Preoperatively and postoperatively, we must know if women are sexually active and, if so, whether they had any coital difficulties including dyspareunia. During the period of follow-up, questions regarding sexual function need to be asked at each clinic visit, and it cannot be assumed that just because a woman is not sexually active preoperatively that she will remain so after surgery. De novo dyspareunia and dyspareunia must be registered as a complication. We have to consider that participation in sexual activity may change, with women reporting different answers to questions regarding their sexual activity at each visit, reflecting changing relationships or the variable health of their partner, which is known to be a major determinant in whether women with prolapse are sexually active [5, 6].

Conclusions

Sexual health is an important part of our patients' life. Sexual activity and function may be affected by PFD.

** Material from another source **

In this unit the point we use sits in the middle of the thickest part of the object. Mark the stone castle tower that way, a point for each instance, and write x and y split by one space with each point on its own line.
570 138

POP surgery has, in general, a positive impact on global sexual function. Satisfaction in most patients may be due to complete relief of feeling a vaginal bulge, improving self-image, and absence of pain.

Coital pain after surgery of POP is frequent complication in sexually active women with coital activity. In this review, we found that the incidence de novo dyspareunia was higher in a series with vaginal repair with synthetic mesh than in abdominal sacropexy.

In women with coital sexual activity and good sexual life before surgery, de novo dyspareunia is an important factor for postoperative deterioration in sexual function.

There is need for long-term, prospective RCTs comparing LSC, ASC, and vaginal prolapse repair. Dyspareunia has to be considered as another outcome measure and must be investigated before and after surgery.